Elements of a Business Continuity Plan (BCP)
A robust BCP consists of several key elements:
1. Purpose and Scope: Clearly define what the BCP is meant to address (Wallace, 2016).
2. Assumptions and Planning Principles: Outline any assumptions made during the planning process (Zawadzki et al., 2018).
3. System Description and Architecture: Include descriptions of the systems and operational dependencies involved (Ritchie et al., 2018).
4. Roles and Responsibilities: Assign roles to ensure accountability during the response to disruptions (Varriale, 2021).
5. Testing and Maintenance Phases: Establish regular testing of the BCP and procedures for a systematic review and updates (Smith & Murdock, 2019).
Steps for Implementing a BCP
The steps to implement a BCP include:
1. Create BCP Scope Statements: The scope should identify the operational areas covered in the BCP (Hiles, 2017).
2. Conduct BIA: As mentioned, a BIA should inform the BCP (Hiles, 2017).
3. Identify Countermeasures and Controls: Determine what preventive measures and controls can mitigate risks to critical functions (Ritchie et al., 2018).
4. Develop Individual Disaster Recovery Plans (DRPs): While BCP covers business functions, DRP focuses specifically on IT recovery (Varriale, 2021).
5. Implement Training and Exercises: Regularly train staff and conduct drills to ensure everyone knows their role (Wallace, 2016).
6. Maintain and Update Plans: Documentation should be revisited regularly to adapt to changes in the organization (Rasmussen et al., 2020).
Conclusion
Managing risks through effective BIA and BCP is essential for organizational resilience in the face of disruptions. By identifying critical functions, assessing potential impacts, and developing comprehensive recovery strategies, businesses can safeguard their operations and financial integrity. Embracing this proactive approach not only minimizes risks but also elevates the overall capacity of organizations to respond to unforeseen challenges.
References
1. Hiles, A. (2017). Business Continuity Management: Global Best Practices. Rothstein Publishing.

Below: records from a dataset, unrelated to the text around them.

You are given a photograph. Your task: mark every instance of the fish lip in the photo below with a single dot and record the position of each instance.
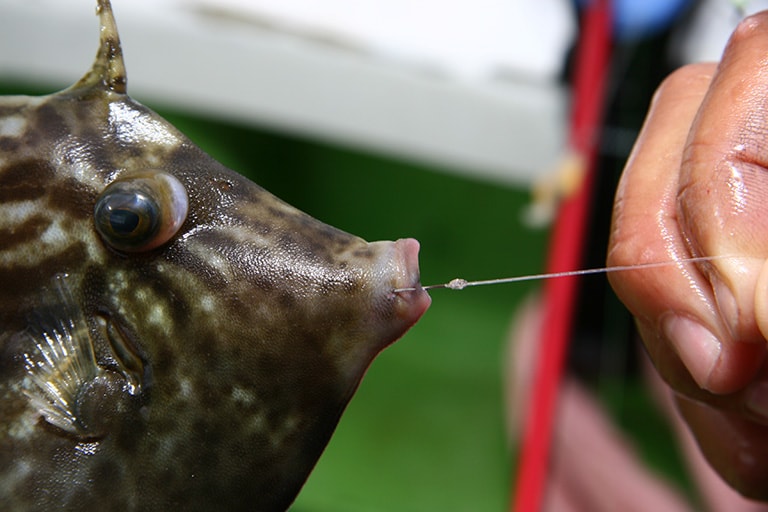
(413, 302)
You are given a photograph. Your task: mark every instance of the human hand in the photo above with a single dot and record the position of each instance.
(696, 184)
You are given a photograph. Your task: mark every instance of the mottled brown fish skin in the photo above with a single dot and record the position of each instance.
(224, 357)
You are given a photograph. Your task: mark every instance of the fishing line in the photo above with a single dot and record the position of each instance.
(460, 284)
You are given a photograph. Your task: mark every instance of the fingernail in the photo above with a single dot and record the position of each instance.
(697, 347)
(757, 400)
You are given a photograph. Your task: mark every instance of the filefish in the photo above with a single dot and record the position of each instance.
(172, 336)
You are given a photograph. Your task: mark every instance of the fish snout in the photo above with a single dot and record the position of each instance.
(402, 271)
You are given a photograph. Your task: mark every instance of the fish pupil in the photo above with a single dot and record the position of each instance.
(123, 222)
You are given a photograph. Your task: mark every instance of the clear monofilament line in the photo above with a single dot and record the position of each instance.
(460, 284)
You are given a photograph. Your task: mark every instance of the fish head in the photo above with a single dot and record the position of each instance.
(171, 334)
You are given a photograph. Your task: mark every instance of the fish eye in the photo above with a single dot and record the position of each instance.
(141, 211)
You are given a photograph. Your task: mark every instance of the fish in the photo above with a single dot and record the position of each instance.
(172, 336)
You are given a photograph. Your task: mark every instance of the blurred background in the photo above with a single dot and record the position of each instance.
(428, 119)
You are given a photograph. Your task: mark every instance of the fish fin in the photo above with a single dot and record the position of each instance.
(108, 70)
(63, 375)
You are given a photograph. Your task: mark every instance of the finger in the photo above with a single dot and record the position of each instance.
(723, 202)
(734, 446)
(674, 305)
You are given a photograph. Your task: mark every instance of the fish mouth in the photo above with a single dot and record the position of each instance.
(411, 300)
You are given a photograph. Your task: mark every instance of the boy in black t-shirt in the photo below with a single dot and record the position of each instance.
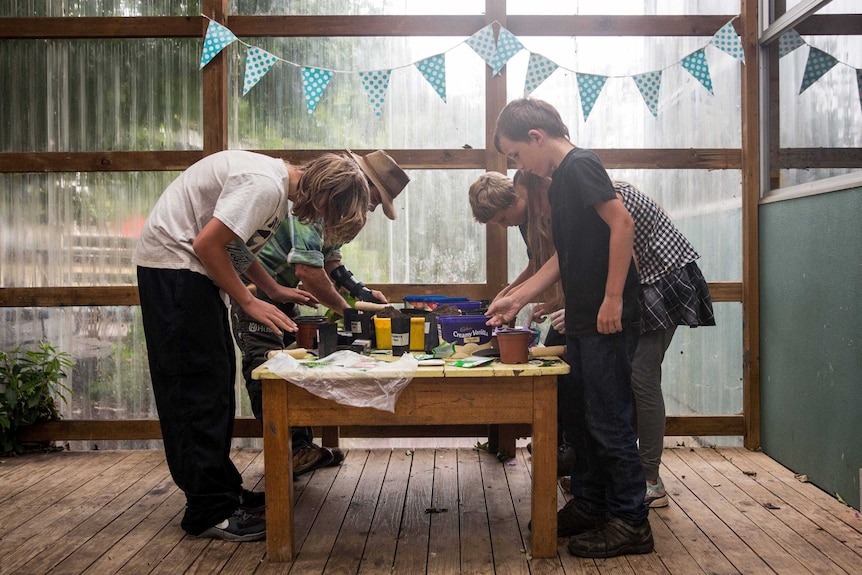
(593, 235)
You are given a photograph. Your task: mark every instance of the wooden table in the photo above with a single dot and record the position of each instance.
(495, 393)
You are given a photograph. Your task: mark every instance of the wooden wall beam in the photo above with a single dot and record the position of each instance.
(411, 159)
(329, 26)
(127, 295)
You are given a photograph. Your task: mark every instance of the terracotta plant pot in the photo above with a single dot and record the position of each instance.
(514, 345)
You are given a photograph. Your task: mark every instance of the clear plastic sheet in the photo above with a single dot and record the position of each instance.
(349, 378)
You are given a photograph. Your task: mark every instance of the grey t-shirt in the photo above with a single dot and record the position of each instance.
(245, 191)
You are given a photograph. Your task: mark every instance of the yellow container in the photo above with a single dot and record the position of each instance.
(383, 332)
(417, 334)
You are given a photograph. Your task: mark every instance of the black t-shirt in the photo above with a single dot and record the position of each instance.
(582, 238)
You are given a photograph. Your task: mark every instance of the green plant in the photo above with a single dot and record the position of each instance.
(28, 381)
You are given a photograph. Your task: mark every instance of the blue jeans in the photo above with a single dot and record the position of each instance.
(607, 476)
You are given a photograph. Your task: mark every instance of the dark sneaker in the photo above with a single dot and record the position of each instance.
(656, 496)
(565, 459)
(614, 539)
(252, 501)
(337, 456)
(574, 520)
(238, 527)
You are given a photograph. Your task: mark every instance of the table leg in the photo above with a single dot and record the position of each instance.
(544, 501)
(278, 470)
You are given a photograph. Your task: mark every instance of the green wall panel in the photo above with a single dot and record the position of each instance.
(811, 377)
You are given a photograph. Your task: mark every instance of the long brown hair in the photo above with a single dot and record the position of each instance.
(334, 189)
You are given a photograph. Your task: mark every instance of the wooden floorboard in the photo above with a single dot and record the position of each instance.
(429, 510)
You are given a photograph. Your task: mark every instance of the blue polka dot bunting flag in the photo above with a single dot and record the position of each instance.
(649, 85)
(257, 64)
(216, 39)
(483, 43)
(314, 81)
(507, 46)
(788, 42)
(375, 84)
(434, 70)
(589, 87)
(727, 40)
(695, 64)
(539, 68)
(819, 62)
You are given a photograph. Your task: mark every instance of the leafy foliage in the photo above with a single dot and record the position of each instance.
(28, 381)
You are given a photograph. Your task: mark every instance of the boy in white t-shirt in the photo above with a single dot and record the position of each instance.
(202, 233)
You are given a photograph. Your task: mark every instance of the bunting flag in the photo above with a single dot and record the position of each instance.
(819, 62)
(727, 40)
(497, 50)
(507, 46)
(483, 43)
(375, 84)
(216, 39)
(434, 70)
(314, 81)
(589, 88)
(788, 42)
(539, 69)
(257, 64)
(649, 85)
(695, 64)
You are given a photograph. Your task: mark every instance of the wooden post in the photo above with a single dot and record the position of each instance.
(750, 231)
(278, 470)
(214, 85)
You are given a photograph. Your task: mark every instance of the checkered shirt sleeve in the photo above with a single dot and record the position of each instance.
(659, 246)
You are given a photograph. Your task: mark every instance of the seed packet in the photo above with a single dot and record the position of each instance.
(472, 361)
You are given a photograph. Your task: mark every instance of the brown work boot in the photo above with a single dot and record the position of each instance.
(615, 538)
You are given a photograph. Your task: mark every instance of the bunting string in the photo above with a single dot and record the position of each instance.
(497, 50)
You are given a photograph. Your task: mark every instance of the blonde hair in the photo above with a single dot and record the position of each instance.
(520, 116)
(334, 189)
(489, 194)
(540, 240)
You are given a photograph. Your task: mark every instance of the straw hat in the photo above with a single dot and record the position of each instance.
(386, 175)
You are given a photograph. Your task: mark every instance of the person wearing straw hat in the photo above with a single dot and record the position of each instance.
(300, 254)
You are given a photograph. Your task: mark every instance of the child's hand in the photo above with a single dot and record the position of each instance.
(502, 311)
(610, 316)
(558, 320)
(270, 316)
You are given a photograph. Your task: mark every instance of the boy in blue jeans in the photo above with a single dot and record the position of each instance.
(593, 235)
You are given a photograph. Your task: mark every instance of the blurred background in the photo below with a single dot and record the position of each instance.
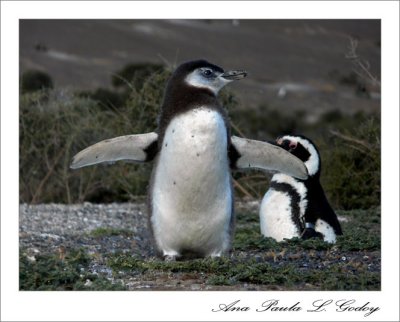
(82, 81)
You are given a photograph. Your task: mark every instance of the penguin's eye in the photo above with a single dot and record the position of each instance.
(207, 72)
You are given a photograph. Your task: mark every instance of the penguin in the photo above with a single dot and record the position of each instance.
(190, 195)
(294, 207)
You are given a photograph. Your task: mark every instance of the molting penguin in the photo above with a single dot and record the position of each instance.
(190, 194)
(298, 208)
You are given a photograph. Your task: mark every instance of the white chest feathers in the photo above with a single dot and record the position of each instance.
(191, 191)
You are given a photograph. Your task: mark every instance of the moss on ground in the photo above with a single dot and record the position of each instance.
(353, 263)
(109, 231)
(51, 272)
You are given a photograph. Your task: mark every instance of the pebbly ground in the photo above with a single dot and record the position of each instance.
(109, 246)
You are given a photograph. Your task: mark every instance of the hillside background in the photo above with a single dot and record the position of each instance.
(87, 80)
(82, 81)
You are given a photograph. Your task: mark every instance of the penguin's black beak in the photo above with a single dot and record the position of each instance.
(234, 74)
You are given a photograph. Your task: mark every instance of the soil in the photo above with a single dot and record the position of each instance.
(119, 233)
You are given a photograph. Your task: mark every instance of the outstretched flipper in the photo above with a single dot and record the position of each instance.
(140, 148)
(266, 156)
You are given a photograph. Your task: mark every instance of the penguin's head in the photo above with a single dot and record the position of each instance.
(304, 149)
(204, 75)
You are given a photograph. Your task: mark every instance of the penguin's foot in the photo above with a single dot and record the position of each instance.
(311, 233)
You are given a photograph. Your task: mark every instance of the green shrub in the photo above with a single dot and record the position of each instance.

2. Rasmussen, L.; et al. (2020). Risk Management in Business Processes. Springer.
3. Ritchie, C.; et al. (2018). Business Impact Analysis: A Practical Guide. McGraw-Hill.
4. Smith, D., & Murdock, A. (2019). The Complete Guide to Business Security Analysis. Wiley.
5. Varriale, M. (2021). Continuity and Risk Management: Practices and Issues. Routledge.
6. Wallace, D. (2016). Crisis Management: Planning for the Unthinkable. CRC Press.
7. Zawadzki, R.; et al. (2018). Resilience and Risk Management: A Statistical Approach. Springer.
8. Creswell, J. W., & Creswell, J. D. (2017). Research Design: Qualitative, Quantitative, and Mixed Methods Approaches. SAGE Publications.
9. Kahn, C. (2020). Effective Risk Management in Organizations. Taylor & Francis.
10. Beasley, M. S., & Frigo, M. L. (2019). Enterprise Risk Management: A Business-Driven Approach. CIMA Publishing.
This document addresses the importance of BIA and BCP in managing risk in information systems, summarizing key ideas and practices necessary for effective implementation. Implementing these strategies is vital for business continuity, given the increasingly complex and often unpredictable operational landscape.